From Rome he passed on to Naples, in company of a hermit, a
companion from whom little could be expected; yet to him Milton owed
his introduction to Manso, Marquis of Villa, who had been before the
patron of Tasso. Manso was enough delighted with his
accomplishments to honour him with a sorry distich, in which he
commends him for everything but his religion: and Milton, in
return, addressed him in a Latin poem, which must have raised a high
opinion of English elegance and literature.
His purpose was now to have visited Sicily and Greece; but hearing
of the differences between the king and parliament, he thought it
proper to hasten home, rather than pass his life in foreign
amusements while his countrymen were contending for their rights.
He therefore came back to Rome, though the merchants informed him of
plots laid against him by the Jesuits, for the liberty of his
conversations on religion. He had sense enough to judge that there
was no danger, and therefore kept on his way, and acted as before,
neither obtruding nor shunning controversy. He had perhaps given
some offence by visiting Galileo, then a prisoner in the Inquisition
for philosophical heresy; and at Naples he was told by Manse, that,
by his declarations on religious questions, he had excluded himself
from some distinctions which he should otherwise have paid him.
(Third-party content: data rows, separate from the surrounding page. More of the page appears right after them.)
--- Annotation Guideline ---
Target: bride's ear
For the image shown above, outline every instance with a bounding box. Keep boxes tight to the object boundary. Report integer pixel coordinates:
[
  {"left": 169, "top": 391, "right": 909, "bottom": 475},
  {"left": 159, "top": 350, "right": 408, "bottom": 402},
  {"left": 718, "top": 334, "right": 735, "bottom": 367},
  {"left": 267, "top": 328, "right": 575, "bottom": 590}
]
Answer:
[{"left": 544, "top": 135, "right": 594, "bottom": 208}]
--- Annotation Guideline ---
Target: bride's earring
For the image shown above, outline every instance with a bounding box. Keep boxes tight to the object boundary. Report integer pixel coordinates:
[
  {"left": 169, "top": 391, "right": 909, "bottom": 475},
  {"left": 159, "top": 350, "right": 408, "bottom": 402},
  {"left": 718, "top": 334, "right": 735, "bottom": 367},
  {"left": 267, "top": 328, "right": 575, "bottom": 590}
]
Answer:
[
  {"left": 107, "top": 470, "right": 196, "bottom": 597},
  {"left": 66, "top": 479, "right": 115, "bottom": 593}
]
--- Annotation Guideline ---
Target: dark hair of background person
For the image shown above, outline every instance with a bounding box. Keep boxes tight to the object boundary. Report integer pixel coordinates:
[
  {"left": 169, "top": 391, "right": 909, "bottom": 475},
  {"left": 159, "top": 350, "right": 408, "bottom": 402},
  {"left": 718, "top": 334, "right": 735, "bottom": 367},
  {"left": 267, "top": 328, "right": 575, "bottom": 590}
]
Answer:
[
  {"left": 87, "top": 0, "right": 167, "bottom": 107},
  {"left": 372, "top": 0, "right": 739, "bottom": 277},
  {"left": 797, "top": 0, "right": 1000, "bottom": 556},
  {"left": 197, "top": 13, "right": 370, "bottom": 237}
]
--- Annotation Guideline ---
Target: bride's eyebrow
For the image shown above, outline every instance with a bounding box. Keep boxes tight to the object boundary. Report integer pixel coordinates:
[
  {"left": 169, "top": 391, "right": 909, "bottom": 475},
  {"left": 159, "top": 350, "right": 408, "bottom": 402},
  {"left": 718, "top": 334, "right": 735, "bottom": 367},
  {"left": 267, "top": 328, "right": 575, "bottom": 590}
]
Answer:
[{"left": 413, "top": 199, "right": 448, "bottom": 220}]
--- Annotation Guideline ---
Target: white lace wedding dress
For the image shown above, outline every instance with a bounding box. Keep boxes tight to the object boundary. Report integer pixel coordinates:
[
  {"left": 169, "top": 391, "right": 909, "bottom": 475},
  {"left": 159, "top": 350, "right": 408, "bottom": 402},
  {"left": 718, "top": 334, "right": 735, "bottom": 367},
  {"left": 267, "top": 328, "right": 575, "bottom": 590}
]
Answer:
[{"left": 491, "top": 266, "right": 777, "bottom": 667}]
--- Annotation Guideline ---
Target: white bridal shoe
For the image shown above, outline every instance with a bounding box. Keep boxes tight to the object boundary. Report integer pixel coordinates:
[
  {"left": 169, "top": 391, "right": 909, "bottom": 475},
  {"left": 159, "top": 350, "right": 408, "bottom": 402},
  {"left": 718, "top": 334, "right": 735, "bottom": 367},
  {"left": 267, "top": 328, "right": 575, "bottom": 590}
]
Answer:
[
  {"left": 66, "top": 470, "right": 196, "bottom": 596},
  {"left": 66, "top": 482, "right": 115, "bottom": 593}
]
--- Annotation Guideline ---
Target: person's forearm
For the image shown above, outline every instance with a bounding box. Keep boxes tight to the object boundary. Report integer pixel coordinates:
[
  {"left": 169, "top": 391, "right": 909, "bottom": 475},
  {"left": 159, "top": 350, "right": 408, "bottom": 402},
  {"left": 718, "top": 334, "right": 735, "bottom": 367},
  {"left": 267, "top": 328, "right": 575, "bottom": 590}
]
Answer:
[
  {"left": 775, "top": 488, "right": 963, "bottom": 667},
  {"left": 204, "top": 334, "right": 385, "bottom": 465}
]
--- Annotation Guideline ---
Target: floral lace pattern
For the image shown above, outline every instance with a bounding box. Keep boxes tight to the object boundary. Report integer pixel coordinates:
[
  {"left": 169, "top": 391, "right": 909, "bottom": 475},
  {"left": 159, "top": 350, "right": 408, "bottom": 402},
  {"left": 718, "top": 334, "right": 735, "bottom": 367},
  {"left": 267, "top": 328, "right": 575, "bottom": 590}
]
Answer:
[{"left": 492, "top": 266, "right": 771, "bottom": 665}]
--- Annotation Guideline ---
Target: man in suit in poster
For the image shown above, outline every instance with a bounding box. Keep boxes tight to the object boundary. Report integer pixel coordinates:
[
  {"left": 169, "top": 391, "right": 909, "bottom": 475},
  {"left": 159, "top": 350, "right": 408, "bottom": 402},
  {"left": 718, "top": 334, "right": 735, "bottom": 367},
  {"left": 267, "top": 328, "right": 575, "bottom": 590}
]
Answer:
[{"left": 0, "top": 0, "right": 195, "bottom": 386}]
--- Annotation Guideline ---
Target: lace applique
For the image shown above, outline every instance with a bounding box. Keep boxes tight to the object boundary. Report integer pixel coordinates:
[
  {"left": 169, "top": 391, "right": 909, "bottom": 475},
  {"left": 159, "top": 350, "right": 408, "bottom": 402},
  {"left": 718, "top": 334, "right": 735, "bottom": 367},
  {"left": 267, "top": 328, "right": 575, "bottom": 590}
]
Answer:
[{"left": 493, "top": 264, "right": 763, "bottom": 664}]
But
such conduct, though it did not please, was yet sufficiently safe;
and Milton stayed two months more at Rome, and went on to Florence
without molestation.
From Florence he visited Lucca. He afterwards went to Venice; and,
having sent away a collection of music and other books, travelled to
Geneva, which he probably considered as the metropolis of orthodoxy.
Here he reposed as in a congenial element, and became acquainted
with John Diodati and Frederick Spanheim, two learned professors of
divinity. From Geneva he passed through France; and came home,
after an absence of a year and three months.
At his return he heard of the death of his friend, Charles Diodati;
a man whom it is reasonable to suppose of great merit, since he was
thought by Milton worthy of a poem, entitled "Epitaphium Damonis,"
written with the common but childish imitation of pastoral life.
He now hired a lodging at the house of one Russel a tailor in St.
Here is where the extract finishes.